Let’s take a quick look at the original paper by Luc Rocher, Julien M. Hendrickx and Yves-Alexandre de Montjoye, called “Estimating the success of re-identifications in incomplete datasets using generative models” (note how they write “incomplete”, not “anonymized”).
- They look at datasets that were manipulated “through de-identification and sampling before sharing”, though the paper addresses only pseudonymization and sampling and not other forms of de-identification such as aggregation or cell swapping.
- They find out that sampling rates previously thought to be anonymous may not be enough to sufficiently anonymize a complex dataset, and that those datasets “are unlikely to satisfy the modern standards for anonymization set forth by GDPR”.
Let me repeat that: what they’re writing is in fact that if you only use pseudonymization and data sampling then that won’t satisfy modern standards for anonymization and is in fact not anonymization according to the European regulations. To use the terminology from one of my favourite recent tweets: If this is how you’re securing your data, you aren’t doing anonymization; you are doing Anonymization ;)™️.
Not to downplay the importance of their paper – it does a good job showing that sampling techniques may be weaker than previously thought, and it’s important to keep the public discussion around this topic alive – but de-identification methods have been debunked many times before, and the authors even provide a long list of failed Anonymization ;)™️ attempts themselves. I’ve written myself about the myths of anonymization and how one of them is that anonymization isn’t possible at all – read the post if you’re interested in the finer details.
In contrast to various news outlets, the authors are not saying anonymization is doomed, but they are challenging what they call the “de-identification release-and-forget model”. Specifically what they mean by this is the “pseudonymize and sub-sample release-and-forget model”. They don’t consider other de-identification mechanisms like aggregation, cell swapping, top- and bottom-coding, rounding, and adding noise.
Still, it is good to see yet another example of how easy it can be to get anonymization wrong.
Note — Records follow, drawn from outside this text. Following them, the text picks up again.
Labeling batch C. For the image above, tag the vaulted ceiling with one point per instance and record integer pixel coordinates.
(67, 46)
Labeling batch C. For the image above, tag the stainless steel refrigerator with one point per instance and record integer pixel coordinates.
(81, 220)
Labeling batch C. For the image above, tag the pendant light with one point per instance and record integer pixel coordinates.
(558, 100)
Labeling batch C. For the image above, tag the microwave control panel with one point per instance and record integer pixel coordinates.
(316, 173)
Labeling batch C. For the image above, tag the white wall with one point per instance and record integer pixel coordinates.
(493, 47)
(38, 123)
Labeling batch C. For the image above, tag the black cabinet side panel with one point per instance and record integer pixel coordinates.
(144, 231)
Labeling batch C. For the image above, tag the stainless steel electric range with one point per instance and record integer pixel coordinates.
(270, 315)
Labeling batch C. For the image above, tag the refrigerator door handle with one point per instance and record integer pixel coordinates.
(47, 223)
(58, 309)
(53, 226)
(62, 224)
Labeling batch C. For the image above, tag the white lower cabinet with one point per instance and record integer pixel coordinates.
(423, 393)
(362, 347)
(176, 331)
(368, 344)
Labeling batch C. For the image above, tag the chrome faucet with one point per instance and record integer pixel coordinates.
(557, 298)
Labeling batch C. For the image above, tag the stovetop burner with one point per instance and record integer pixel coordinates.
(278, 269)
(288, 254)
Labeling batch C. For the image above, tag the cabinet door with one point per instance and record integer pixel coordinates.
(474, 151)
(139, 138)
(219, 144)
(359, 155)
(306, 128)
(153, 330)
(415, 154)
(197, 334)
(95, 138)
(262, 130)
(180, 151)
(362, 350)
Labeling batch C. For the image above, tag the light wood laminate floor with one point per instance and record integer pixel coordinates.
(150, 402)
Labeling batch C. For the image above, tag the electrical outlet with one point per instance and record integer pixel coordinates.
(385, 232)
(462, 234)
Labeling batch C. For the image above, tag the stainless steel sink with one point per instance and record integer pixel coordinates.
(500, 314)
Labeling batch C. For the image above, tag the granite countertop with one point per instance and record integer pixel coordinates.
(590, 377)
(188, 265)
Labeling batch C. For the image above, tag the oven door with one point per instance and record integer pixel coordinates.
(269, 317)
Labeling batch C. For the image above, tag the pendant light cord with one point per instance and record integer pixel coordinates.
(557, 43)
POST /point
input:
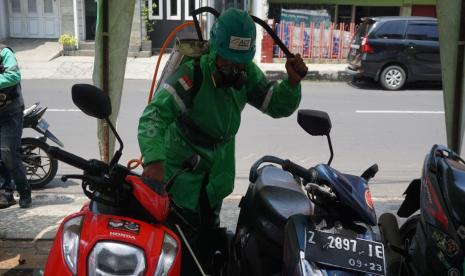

True anonymization is hard, and too much humbug is sold under that name. Political initiatives, standardization and certifications are urgently needed to weed out bad actors and bring a high level of privacy protection to everyone.
To paraphrase Thomas Edison: It’s not that anonymization has failed – it’s just that we’ve found a hundred ways anonymization does not work.
But contrary to Edison, we already know what good anonymization looks like, and we provide it to our customers on an everyday basis.
And while the era of Anonymization ;)™️ might finally come to an end, the era of privacy technology is only just starting.